Video: Economic turnaround?

As the saying goes, when your neighbor loses his job, it’s a recession, but when you lose yours, it’s a depression. When Debbie Wasserman-Schultz got a new job as chair of the Democratic National Committee, it became an “economic turnaround.” And when the RNC saw how Wasserman-Schultz handled herself in the media, it became boom times indeed for the GOP. Yesterday the Republican Party issued another in its series of ads featuring the ridiculous claims of economic turnaround while unemployment has gone up rather than down the last two months, economic indicators are all declining, and Wall Street has its arms wrapped firmly around its capital waiting for the regulatory storm to abate. Heck, not even David Gregory bought this line:

Obviously, Wasserman-Schultz has credibility issues, so Barack Obama rode to her rescue yesterday. Why should we believe the Florida Congresswoman when she says that Republicans “want to literally drag us all the way back to Jim Crow days,” with which fact-checkers had a field day, and claims that prosperity has once again arrived in America? Because she’s, er, cute, or something:

“To Debbie Wasserman Schultz, thank you for letting me in your district,” the president said at a fundraiser held at a private home. “If you’re in the foxhole, you want Debbie alongside you, because not only is she charming and has that dazzling smile, but she’s tough as nails. And that’s what’s needed during challenging times.”

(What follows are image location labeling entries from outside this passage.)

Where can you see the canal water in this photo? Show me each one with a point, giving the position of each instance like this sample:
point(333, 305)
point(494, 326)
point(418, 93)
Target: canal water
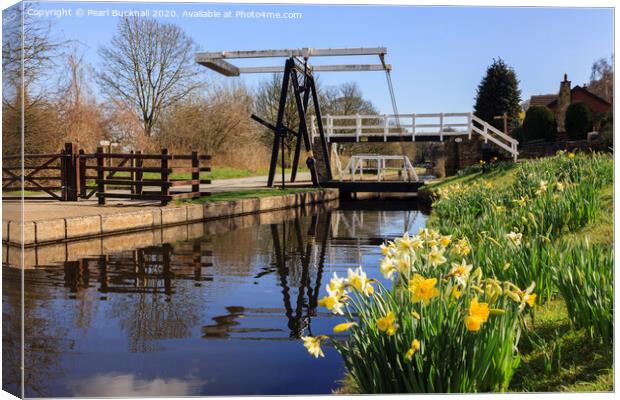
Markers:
point(218, 315)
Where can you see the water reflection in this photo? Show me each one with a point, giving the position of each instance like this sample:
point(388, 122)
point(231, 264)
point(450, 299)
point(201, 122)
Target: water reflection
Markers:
point(195, 316)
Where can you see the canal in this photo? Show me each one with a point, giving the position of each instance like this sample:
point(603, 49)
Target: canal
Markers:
point(219, 314)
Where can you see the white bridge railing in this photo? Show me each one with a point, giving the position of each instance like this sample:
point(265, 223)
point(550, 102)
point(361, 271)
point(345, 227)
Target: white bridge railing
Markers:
point(359, 128)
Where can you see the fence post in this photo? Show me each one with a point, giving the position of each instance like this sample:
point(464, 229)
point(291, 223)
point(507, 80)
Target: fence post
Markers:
point(100, 176)
point(195, 173)
point(165, 186)
point(132, 173)
point(82, 168)
point(139, 164)
point(63, 175)
point(72, 174)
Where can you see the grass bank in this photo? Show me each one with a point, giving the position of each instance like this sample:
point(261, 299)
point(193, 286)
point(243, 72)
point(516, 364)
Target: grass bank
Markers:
point(543, 225)
point(558, 353)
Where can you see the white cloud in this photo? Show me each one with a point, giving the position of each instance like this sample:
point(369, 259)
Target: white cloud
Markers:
point(127, 385)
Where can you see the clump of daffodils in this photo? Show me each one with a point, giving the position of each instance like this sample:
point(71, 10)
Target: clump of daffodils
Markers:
point(435, 291)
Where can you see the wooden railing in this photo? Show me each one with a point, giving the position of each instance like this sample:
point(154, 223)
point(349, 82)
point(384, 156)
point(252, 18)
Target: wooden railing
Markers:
point(40, 176)
point(70, 175)
point(126, 175)
point(409, 127)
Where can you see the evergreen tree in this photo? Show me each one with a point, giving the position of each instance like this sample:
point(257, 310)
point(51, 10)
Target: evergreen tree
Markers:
point(499, 93)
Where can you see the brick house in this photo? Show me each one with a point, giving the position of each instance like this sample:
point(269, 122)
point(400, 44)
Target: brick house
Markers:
point(558, 103)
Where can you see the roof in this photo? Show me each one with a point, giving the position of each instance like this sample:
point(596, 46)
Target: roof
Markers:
point(543, 99)
point(586, 91)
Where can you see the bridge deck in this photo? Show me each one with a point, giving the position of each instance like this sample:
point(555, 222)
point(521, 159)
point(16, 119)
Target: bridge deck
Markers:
point(374, 186)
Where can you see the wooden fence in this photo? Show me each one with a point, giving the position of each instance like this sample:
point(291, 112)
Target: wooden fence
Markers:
point(52, 175)
point(160, 177)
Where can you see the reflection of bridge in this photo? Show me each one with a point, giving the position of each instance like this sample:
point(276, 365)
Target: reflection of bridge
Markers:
point(154, 305)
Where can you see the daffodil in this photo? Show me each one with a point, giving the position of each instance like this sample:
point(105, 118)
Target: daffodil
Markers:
point(478, 314)
point(461, 271)
point(359, 281)
point(462, 247)
point(515, 238)
point(403, 263)
point(521, 201)
point(334, 303)
point(336, 285)
point(498, 208)
point(530, 299)
point(542, 187)
point(387, 267)
point(435, 257)
point(445, 240)
point(386, 324)
point(406, 244)
point(423, 289)
point(345, 326)
point(313, 344)
point(387, 249)
point(415, 346)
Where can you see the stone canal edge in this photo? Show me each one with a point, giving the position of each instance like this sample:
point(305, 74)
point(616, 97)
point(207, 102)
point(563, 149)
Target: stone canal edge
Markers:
point(76, 228)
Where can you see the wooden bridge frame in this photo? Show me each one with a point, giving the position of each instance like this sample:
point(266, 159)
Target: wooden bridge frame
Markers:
point(429, 127)
point(295, 66)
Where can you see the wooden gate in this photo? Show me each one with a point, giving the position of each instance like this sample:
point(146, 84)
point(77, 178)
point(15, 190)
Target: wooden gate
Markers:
point(40, 176)
point(70, 175)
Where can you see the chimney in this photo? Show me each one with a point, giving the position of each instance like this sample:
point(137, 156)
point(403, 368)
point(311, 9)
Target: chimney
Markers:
point(564, 100)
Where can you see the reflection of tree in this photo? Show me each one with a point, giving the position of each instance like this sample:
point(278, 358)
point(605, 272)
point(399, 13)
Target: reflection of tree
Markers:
point(297, 262)
point(158, 302)
point(44, 336)
point(296, 271)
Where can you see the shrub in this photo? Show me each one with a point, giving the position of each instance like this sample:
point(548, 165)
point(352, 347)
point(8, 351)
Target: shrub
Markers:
point(442, 327)
point(518, 133)
point(578, 121)
point(539, 123)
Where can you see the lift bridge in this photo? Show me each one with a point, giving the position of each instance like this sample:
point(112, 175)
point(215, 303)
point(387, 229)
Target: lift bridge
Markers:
point(322, 131)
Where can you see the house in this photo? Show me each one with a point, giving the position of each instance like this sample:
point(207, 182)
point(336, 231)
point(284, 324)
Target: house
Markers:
point(558, 103)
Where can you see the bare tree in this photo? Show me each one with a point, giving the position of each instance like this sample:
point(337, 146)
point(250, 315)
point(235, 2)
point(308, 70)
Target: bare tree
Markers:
point(149, 66)
point(29, 55)
point(266, 103)
point(602, 78)
point(81, 116)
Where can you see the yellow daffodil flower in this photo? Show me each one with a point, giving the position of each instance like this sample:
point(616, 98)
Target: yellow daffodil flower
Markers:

At another fundraiser at the Adrienne Arsht Center in Miami, Obama also praised the DNC chairwoman.

“What do you guys think of our new DNC chair, Debbie Wasserman Schultz?” the president asked the audience. “We are so thrilled to have her. You want Debbie on your side. She’s a mom, she’s got that cute smile and all that, but she is tough. Don’t mess with Debbie. We are so glad of her leadership.”

Cute and tough? Maybe. But she couldn’t tell the truth if it came with a pork-barrel bonus, and the RNC has a new, seemingly unlimited source of material to use in the next electoral cycle.